The international writers’ organization PEN recently made available its 2010 Writers in Translation anthology, which one can pick up online (as a PDF) or at select libraries and independent bookstores: for free!
The collection celebrates the act of translation (with some caveats). From the introduction:
So no, translation is not an adjunct, or something less than writing. Umberto Eco, asked which language could be called Europe’s, answered that translation was the language of Europe. We could extend his answer. Translation is the world’s language.
There are a number of Arab writers in the anthology (Elias Khoury appears twice), and PEN this year had a special relationship with the Beirut39 organizers.

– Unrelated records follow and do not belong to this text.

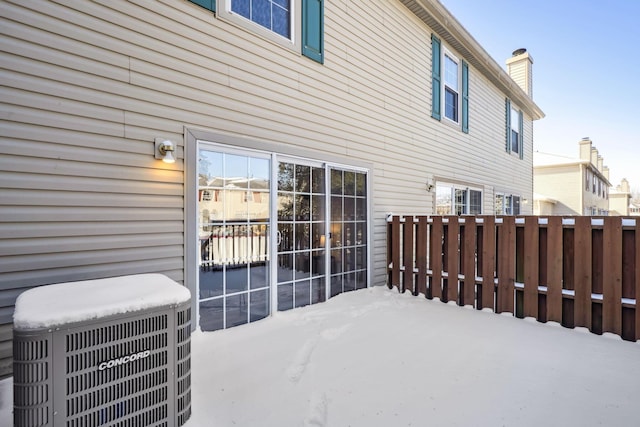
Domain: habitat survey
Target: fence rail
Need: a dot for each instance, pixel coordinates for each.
(577, 271)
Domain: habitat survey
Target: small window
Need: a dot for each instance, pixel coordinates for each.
(272, 15)
(507, 204)
(516, 118)
(457, 200)
(295, 24)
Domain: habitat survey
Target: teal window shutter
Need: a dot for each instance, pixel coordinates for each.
(465, 97)
(207, 4)
(436, 73)
(507, 109)
(313, 29)
(521, 135)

But Making the World Legible has more than Beirut39 excerpts (and happily includes a story from Hassan Blasim, who Robin Yassin-Kassab thought should not have been overlooked for the Beirut39 list).

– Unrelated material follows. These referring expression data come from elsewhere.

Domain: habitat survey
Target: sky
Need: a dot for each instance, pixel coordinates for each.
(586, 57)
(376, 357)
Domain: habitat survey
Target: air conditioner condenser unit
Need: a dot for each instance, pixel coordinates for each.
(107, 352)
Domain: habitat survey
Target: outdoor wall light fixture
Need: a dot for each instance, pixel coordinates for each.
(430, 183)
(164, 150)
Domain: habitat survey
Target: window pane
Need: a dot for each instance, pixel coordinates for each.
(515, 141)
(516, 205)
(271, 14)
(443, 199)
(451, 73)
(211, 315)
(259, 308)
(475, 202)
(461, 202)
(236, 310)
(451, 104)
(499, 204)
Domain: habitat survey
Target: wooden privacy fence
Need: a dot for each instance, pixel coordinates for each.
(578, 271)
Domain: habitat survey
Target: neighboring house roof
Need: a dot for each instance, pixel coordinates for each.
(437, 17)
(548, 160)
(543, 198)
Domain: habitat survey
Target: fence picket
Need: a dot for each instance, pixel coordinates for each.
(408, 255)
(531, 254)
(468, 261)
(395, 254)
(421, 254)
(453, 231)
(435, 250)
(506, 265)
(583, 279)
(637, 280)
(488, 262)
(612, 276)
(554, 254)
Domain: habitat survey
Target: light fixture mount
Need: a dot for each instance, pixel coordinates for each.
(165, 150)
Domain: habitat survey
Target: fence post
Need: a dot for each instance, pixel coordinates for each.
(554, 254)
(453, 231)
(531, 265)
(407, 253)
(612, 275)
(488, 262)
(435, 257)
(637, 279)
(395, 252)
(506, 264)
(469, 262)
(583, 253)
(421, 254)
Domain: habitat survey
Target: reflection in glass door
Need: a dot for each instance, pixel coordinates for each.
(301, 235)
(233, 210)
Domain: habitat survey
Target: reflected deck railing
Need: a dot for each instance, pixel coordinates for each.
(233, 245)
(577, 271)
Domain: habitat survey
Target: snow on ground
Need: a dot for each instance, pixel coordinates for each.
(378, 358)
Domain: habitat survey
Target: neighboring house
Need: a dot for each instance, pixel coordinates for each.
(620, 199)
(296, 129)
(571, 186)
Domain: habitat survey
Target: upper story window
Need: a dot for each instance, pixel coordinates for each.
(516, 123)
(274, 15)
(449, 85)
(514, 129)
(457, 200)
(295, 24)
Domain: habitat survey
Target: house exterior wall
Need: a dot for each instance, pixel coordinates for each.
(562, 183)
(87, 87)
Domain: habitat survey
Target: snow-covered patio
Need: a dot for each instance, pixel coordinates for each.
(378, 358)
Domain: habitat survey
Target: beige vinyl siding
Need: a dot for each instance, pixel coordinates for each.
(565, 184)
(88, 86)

The collection is not entirely full of new works. It includes excerpts from Khoury’s Gate of the Sun and Yalo (both translated by Humphrey Davies), Being Arab, by Samir Kassir (translated by Will Hobson) The Yacoubian Building (also trans by Davies), The Chill of the City by Algerian-French author Faiza Guene (translated by Sarah Ardizzone), Tahar Ben Jelloun’s Ala Afia (translated by Linda Coverdale), the short story “The Reality and the Record,” by Blasim (translated by Jonathan Wright), and Yassin Adnan’s “Small Talk in Shades of White,” translated by Haroon Shirwani.